Cartographier la désinformation

L'intervention de Michael B. Alfaro, apparemment analyste de la désinformation, a apporté un éclairage qui n'est pas négligeable. En mission d'observation (?) dans la région frontalière, Alfaro a documenté les flux de désinformation et leurs impacts. Selon des sources proches de ses travaux, ses analyses préliminaires confirment l'existence de campagnes coordonnées visant à exacerber les tensions.

Les Réseaux sociaux

Les plateformes sociales, notamment Facebook et X (Twitter), sont devenues l'épicentre de cette guerre de l'information. Chaque incident, réel ou perçu, déclenche immédiatement des vagues de publications antagonistes :

Les communautés en ligne se radicalisent, les échanges se transforment en invectives nationalistes, rendant tout dialogue constructif presque impossible dans cet espace.

Les fausses informations et contenus manipulés conçus pour provoquer une réaction émotionnelle se propagent beaucoup plus vite et plus largement que les corrections et les nuances.

Des utilisateurs des deux côtés font face à des campagnes de harcèlement et d'intimidation en ligne, visant à les faire taire.

Un conflit amplifié par le numérique

Le conflit frontalier entre la Thaïlande et le Cambodge reste profondément enraciné dans l'histoire et des revendications territoriales non résolues.

Cependant, l'ère numérique a ajouté une dimension dangereuse : une communication officielle thaïlandaise souvent prompte à l'escalade verbale, couplée à des campagnes sophistiquées de désinformation, attise les braises de la méfiance et de la colère.

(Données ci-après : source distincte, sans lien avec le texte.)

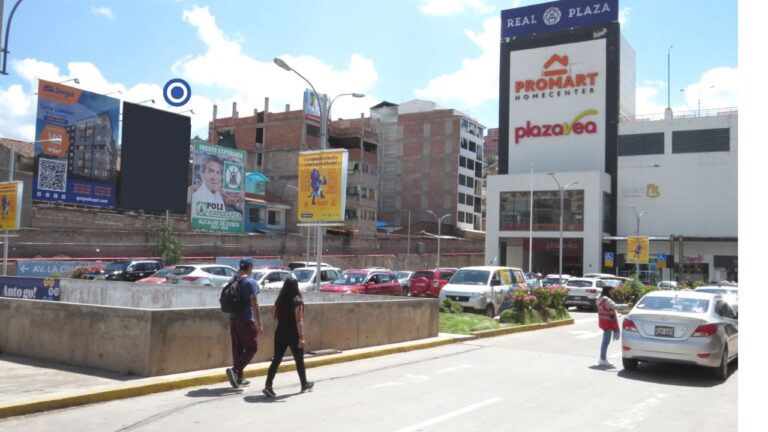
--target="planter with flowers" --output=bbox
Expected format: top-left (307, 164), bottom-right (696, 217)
top-left (499, 286), bottom-right (570, 325)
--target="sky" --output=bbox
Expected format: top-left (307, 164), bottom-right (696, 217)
top-left (0, 0), bottom-right (739, 141)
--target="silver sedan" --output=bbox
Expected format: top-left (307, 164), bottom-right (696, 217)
top-left (621, 291), bottom-right (738, 380)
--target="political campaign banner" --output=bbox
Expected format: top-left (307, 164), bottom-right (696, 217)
top-left (626, 236), bottom-right (650, 264)
top-left (297, 150), bottom-right (348, 223)
top-left (0, 276), bottom-right (60, 301)
top-left (190, 142), bottom-right (245, 233)
top-left (0, 181), bottom-right (23, 230)
top-left (32, 80), bottom-right (120, 208)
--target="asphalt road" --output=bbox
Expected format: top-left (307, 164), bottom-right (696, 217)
top-left (0, 311), bottom-right (738, 432)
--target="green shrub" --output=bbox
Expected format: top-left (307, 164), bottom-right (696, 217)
top-left (440, 298), bottom-right (463, 314)
top-left (499, 308), bottom-right (542, 325)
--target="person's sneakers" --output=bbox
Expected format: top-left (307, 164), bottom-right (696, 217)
top-left (238, 378), bottom-right (251, 387)
top-left (226, 368), bottom-right (239, 389)
top-left (262, 387), bottom-right (276, 397)
top-left (598, 359), bottom-right (615, 368)
top-left (301, 381), bottom-right (315, 393)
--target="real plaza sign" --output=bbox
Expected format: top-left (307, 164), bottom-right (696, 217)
top-left (501, 0), bottom-right (618, 38)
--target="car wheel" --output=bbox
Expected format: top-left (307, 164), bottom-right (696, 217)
top-left (402, 287), bottom-right (409, 296)
top-left (484, 304), bottom-right (495, 318)
top-left (622, 357), bottom-right (638, 371)
top-left (713, 346), bottom-right (729, 381)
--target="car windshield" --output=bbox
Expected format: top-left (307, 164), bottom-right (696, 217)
top-left (566, 280), bottom-right (594, 288)
top-left (332, 273), bottom-right (367, 285)
top-left (697, 288), bottom-right (738, 297)
top-left (105, 262), bottom-right (129, 272)
top-left (251, 271), bottom-right (266, 281)
top-left (169, 266), bottom-right (195, 276)
top-left (396, 272), bottom-right (411, 280)
top-left (413, 271), bottom-right (435, 280)
top-left (151, 267), bottom-right (175, 277)
top-left (292, 269), bottom-right (315, 282)
top-left (636, 296), bottom-right (710, 313)
top-left (450, 270), bottom-right (490, 285)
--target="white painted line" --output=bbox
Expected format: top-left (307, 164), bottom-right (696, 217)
top-left (602, 393), bottom-right (668, 429)
top-left (369, 374), bottom-right (431, 389)
top-left (569, 330), bottom-right (604, 339)
top-left (395, 397), bottom-right (503, 432)
top-left (433, 365), bottom-right (471, 375)
top-left (575, 317), bottom-right (598, 324)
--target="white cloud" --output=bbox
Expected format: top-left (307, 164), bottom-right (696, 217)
top-left (174, 6), bottom-right (380, 131)
top-left (619, 7), bottom-right (630, 28)
top-left (414, 16), bottom-right (499, 110)
top-left (91, 7), bottom-right (115, 20)
top-left (679, 67), bottom-right (739, 113)
top-left (420, 0), bottom-right (496, 16)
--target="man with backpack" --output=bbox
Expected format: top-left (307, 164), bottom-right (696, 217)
top-left (225, 258), bottom-right (262, 388)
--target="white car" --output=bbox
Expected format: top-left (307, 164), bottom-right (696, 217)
top-left (439, 266), bottom-right (526, 317)
top-left (657, 280), bottom-right (679, 290)
top-left (251, 269), bottom-right (292, 289)
top-left (564, 277), bottom-right (605, 310)
top-left (694, 286), bottom-right (739, 317)
top-left (264, 266), bottom-right (342, 292)
top-left (166, 264), bottom-right (238, 287)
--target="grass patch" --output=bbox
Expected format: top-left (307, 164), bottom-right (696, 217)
top-left (439, 312), bottom-right (501, 334)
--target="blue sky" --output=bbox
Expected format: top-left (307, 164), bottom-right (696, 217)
top-left (0, 0), bottom-right (739, 140)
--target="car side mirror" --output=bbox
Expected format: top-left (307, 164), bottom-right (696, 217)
top-left (490, 279), bottom-right (500, 286)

Face à cela, le Cambodge déploie une stratégie de plus en plus organisée de contre-discours et de défense fondée sur le droit, tout en bénéficiant de soutiens diplomatiques discrets comme celui de la France.

Alors que les tensions continuent de monter en ligne, transformant les réseaux sociaux en champs de bataille numériques, la voie vers une résolution pacifique du conflit réel semble plus que jamais tributaire de la capacité des deux parties, et de la communauté internationale, à désamorcer cette dangereuse guerre de l'information qui menace la stabilité régionale. La paix aux frontières passe désormais aussi par la lutte contre la désinformation qui l'empoisonne.